可是埃布尔需要长期驻扎在南极进行科考,但温妮却喜欢在世界各地追踪鸟类足迹。性格和工作性质完全相反的两人最终还是爆发了无法调和的冲突,最终以温妮离开南极收场。
从此,埃布尔又过上了按部就班的枯燥日子,这个无趣的男人对待科研依旧严谨又认真,但他麻木的面孔上却时时会流露出一丝怀念,也经常会望着一根飞鸟项链出神——那是温妮送给他的礼物。
直到南极漫长的极夜即将来临,埃布尔需要驻守在科考站越冬,那天他收到一封来自肯尼亚的信,他似有所感地打开信,只见寄信人果然是温妮,信中还附上了几张埃布尔从未来见过的鸟类照片,那都是温妮亲手拍下的。
光是透过文字,埃布尔都仿佛能看到温妮拍下这些照片时明媚的眼眸,一如往日。
极夜来临,天慢慢黑下去,但埃布尔的心却亮了起来。
直到极夜过去,南极窥见一丝天光,埃布尔出门迎接第一艘补给船,可没想到他见到的第一个人,竟是站在甲板上向他招手的温妮。
故事本身并不算复杂,但却成了经典流传,实在是两位主演的演技太好,加之导演兰多特的镜头艺术已臻化境,无论是男女主之间的情感变化还是南极神秘美好的景色,都在他的镜头下表现得淋漓尽致。
电影散场,或许是因为景亦同在身边,方新故这次看完《极地信使》,他的关注点竟然落在一个很奇怪的角度:“你说是不是外国人就是比较开放,温妮和埃布尔才认识四五天竟然就能在一起。”他和景亦同都认识二十四五年了,也未必能有个结局。

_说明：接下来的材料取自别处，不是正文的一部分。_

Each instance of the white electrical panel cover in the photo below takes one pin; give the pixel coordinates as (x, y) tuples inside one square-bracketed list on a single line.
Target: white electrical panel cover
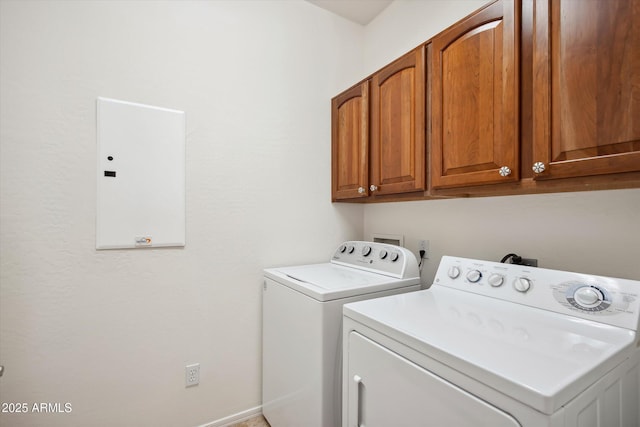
[(141, 176)]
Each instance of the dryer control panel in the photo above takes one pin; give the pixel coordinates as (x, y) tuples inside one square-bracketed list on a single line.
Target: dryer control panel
[(381, 258), (603, 299)]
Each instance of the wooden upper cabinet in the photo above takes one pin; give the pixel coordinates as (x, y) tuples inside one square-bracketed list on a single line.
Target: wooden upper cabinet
[(586, 90), (350, 143), (474, 99), (398, 126)]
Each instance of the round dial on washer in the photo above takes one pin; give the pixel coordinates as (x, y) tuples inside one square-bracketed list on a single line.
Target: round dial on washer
[(474, 276), (496, 280), (522, 284), (588, 296)]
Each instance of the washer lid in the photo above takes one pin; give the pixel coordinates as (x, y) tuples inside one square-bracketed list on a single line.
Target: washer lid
[(328, 281), (541, 358)]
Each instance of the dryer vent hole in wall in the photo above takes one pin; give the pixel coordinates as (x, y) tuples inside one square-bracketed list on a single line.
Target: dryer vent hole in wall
[(192, 375)]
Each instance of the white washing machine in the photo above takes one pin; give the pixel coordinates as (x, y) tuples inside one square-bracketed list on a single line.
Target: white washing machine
[(302, 327), (491, 344)]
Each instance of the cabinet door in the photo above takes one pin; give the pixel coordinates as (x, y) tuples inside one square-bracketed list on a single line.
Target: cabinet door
[(475, 99), (350, 143), (398, 126), (384, 389), (586, 107)]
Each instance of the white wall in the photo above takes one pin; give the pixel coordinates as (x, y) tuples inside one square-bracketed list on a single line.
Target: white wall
[(110, 332), (593, 232)]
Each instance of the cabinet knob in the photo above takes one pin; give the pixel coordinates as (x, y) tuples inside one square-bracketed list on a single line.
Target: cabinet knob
[(539, 167), (504, 171)]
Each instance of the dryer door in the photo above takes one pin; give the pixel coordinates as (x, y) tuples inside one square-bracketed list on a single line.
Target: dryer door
[(385, 389)]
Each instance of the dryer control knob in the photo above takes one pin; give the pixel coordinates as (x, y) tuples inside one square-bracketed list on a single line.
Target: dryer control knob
[(522, 284), (588, 296), (496, 280), (454, 272), (474, 276)]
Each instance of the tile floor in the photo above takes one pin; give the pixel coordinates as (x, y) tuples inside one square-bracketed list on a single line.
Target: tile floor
[(258, 421)]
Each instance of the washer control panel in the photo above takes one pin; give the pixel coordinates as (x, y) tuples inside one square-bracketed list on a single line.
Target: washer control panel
[(378, 258), (603, 299)]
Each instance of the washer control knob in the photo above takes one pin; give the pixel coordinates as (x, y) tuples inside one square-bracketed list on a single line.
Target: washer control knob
[(454, 272), (496, 280), (588, 296), (522, 284), (474, 276)]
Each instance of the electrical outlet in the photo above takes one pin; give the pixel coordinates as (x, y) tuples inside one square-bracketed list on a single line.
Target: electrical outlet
[(192, 375), (423, 245)]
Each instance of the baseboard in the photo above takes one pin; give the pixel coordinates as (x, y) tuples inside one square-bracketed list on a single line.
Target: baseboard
[(235, 418)]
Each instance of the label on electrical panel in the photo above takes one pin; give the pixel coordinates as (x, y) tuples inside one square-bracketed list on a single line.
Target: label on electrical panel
[(142, 241)]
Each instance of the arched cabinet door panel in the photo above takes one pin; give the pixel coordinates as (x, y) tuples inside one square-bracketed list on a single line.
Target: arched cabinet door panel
[(398, 126), (475, 99), (586, 88), (350, 143)]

景亦同沉吟道:“这个不分国别吧,可能感情到了自然水到渠成?”
方新故心里酸溜溜的,心想那能不能给我个机会,也让我们水到渠成一下。
不过他其实从来不看好温妮和埃布尔的感情:“虽然是个开放式的结局,但我觉得他们俩也不一定就能HE,,这两个人性格相差太多,虽然可以互补,但工作上的矛盾又不可调和。”

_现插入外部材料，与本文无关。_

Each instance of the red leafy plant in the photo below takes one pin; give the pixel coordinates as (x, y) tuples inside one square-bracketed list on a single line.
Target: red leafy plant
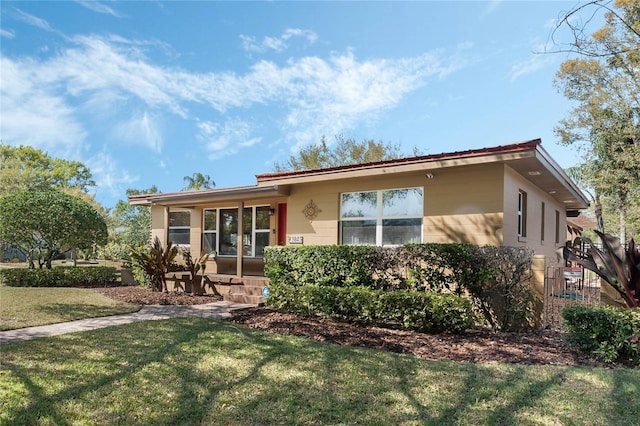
[(616, 265)]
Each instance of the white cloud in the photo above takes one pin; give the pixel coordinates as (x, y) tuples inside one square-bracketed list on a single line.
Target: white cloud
[(222, 139), (535, 63), (277, 44), (99, 7), (141, 129), (109, 175), (34, 114), (32, 20), (306, 97), (6, 33)]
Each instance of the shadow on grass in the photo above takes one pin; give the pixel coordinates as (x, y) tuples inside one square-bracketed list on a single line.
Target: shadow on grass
[(197, 371), (74, 311)]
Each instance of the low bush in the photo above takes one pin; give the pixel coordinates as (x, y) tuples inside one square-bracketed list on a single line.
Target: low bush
[(425, 312), (496, 279), (62, 276), (608, 333)]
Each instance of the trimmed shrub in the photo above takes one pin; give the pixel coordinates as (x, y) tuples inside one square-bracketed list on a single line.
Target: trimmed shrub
[(496, 279), (607, 333), (62, 276), (425, 312)]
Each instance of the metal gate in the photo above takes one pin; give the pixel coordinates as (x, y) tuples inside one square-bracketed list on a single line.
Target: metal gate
[(565, 286)]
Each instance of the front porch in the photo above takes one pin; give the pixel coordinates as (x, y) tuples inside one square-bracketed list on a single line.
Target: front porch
[(246, 289)]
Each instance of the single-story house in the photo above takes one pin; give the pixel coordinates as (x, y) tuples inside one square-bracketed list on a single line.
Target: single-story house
[(512, 195)]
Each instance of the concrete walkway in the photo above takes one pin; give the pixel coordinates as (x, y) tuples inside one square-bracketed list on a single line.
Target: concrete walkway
[(215, 310)]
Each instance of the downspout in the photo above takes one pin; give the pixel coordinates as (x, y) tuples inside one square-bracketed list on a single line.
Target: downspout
[(240, 242), (166, 225)]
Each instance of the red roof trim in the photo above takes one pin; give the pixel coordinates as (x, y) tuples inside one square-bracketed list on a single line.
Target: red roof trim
[(502, 149)]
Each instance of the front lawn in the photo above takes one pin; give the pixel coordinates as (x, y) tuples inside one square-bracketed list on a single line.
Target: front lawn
[(27, 307), (197, 371)]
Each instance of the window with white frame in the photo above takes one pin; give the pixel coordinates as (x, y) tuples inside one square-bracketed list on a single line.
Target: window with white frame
[(180, 227), (220, 231), (210, 231), (542, 220), (384, 218), (522, 214)]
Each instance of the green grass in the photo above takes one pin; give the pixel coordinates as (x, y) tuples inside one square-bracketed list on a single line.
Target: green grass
[(28, 307), (196, 371)]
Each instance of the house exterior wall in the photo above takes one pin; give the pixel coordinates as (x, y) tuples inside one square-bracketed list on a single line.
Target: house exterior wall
[(460, 204), (545, 249)]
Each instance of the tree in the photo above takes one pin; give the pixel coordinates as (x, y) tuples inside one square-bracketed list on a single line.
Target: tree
[(606, 119), (345, 152), (45, 224), (131, 225), (198, 181), (25, 168), (620, 35)]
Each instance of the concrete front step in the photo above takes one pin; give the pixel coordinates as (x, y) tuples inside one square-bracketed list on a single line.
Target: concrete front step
[(243, 298), (239, 293)]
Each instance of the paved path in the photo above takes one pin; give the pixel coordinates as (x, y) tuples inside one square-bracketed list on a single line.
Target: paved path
[(215, 310)]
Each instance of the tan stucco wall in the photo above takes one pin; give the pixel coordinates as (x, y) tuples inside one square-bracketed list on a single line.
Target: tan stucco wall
[(514, 182), (460, 204), (197, 223), (157, 223)]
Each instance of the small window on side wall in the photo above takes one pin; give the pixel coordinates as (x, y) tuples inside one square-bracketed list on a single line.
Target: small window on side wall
[(180, 227), (522, 214)]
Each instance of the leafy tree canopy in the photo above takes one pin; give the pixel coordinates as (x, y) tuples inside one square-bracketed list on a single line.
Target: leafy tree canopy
[(131, 225), (24, 168), (198, 181), (344, 152), (45, 224), (605, 84)]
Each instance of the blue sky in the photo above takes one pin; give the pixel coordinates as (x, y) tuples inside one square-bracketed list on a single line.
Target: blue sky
[(148, 92)]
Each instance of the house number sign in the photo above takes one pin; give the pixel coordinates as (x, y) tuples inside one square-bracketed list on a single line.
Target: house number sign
[(295, 239)]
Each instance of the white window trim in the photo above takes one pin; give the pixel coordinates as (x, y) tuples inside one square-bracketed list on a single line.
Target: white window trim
[(187, 227), (254, 231), (379, 218), (522, 215)]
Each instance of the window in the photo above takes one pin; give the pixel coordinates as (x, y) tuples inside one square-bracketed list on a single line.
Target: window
[(522, 214), (179, 227), (542, 213), (255, 233), (210, 231), (386, 217)]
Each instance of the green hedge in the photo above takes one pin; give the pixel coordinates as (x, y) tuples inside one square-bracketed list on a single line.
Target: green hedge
[(496, 279), (435, 267), (62, 276), (608, 333), (425, 312)]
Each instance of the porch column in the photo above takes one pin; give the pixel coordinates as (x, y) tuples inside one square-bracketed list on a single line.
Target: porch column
[(166, 225), (240, 242)]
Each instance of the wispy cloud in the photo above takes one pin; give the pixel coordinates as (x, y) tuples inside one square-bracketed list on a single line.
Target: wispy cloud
[(277, 44), (226, 138), (32, 20), (536, 62), (109, 175), (306, 96), (99, 7), (491, 7), (6, 33), (142, 129)]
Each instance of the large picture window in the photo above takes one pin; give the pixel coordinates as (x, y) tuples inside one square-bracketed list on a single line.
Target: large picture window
[(384, 218), (180, 227), (220, 231)]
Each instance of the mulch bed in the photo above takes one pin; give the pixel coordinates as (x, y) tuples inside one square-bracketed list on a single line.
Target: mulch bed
[(479, 346)]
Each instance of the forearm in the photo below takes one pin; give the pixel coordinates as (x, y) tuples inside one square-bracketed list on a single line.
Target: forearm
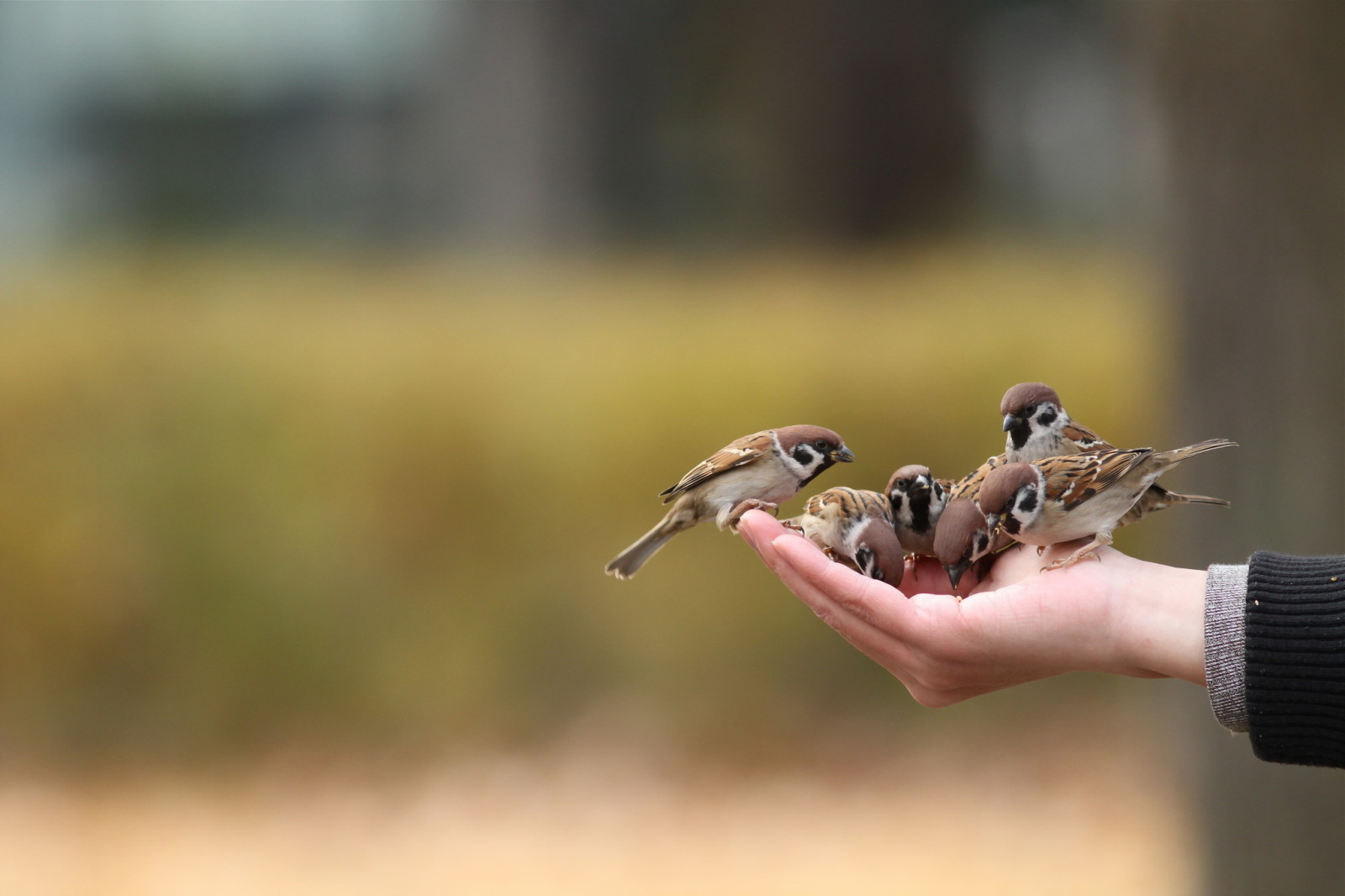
[(1161, 622)]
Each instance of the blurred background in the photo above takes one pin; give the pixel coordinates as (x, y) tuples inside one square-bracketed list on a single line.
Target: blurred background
[(342, 345)]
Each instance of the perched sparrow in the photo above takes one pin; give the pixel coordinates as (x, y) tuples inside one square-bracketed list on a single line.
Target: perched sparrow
[(965, 539), (1039, 428), (854, 526), (757, 472), (970, 485), (918, 499), (1059, 499)]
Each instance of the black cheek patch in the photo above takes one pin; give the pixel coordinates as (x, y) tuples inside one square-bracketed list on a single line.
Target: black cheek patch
[(864, 559), (1028, 502)]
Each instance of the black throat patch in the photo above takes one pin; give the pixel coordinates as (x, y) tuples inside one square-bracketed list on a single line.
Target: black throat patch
[(920, 512)]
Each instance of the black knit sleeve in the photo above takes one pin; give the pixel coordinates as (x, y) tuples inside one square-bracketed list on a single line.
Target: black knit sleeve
[(1295, 658)]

尤其温妮那种无拘无束的性格,注定她要永远漂泊探索,不可能拘泥于某一处港湾。
景亦同倒有不同的观点:“其实这段感情中,发生更多改变的是埃布尔。虽然最后是温妮去南极找他,不过我认为这两个人如果要有个结局,那一定是埃布尔追随温妮的脚步离开他的舒适圈。”
虽然观点不一致,但两人都觉得这样交流也挺有意思,说到最后,方新故感慨道:“你能不能加把劲,以后去拍兰多特导演的电影?”
“……说得好好的,怎么还激上我了?”景亦同好笑道,“那难了,兰多特导演身体不好,目前已经隐退了。”
方新故虽然喜欢《极地信使》,但对这些确实不太关注,更别说是外娱的事了,他有些遗憾:“好吧。”
此时已经到了饭点,两人顺路去餐厅吃晚饭,这次他们去了四楼的单点式餐厅,这里的环境比之前他们去的自助餐厅更幽静,但也正因如此,考虑到他们录制节目总归有噪音,所以此前他们一直在二楼餐厅吃饭。
或许是得益于大部分船客此时都倒在床上起不来,加上时间又有点晚了,整个餐厅竟然拿只有他们两人在用餐。
但船上的服务依然周到,只听餐厅中响起了一阵悠扬的琴声,方新故循着声音看去,发现是一位工作人员正坐在餐厅中央的三角钢琴前弹奏。
低沉婉转的曲调在餐厅中回荡,一曲终了,方新故和景亦同为演奏者献上掌声,对方笑着向这唯二的两个听众微微欠身,随后又坐下继续弹奏。
两人收回视线,景亦同感慨:“我都快忘记怎么弹钢琴了。”
方新故和景亦同小时候是一起学过琴的,但景亦同当时不过是为了陪着方新故,当个兴趣爱好随便学学,后来学业渐重,就没怎么碰过,等到成年后开始拍戏,更是再没接触过钢琴,自然把以前学的都还给老师了。
方新故笑他:“你肯定连《小星星》都不会弹了。”
景亦同叩叩桌子:“这你就有点看不起我了吧,《小星星》肯定还是会弹的。”
见方新故一脸似笑非笑的表情,显然是不信他的话,景亦同干脆站起身,走到钢琴前跟演奏者交流几句,那演奏者满脸笑意地站起身,把位置让给了景亦同。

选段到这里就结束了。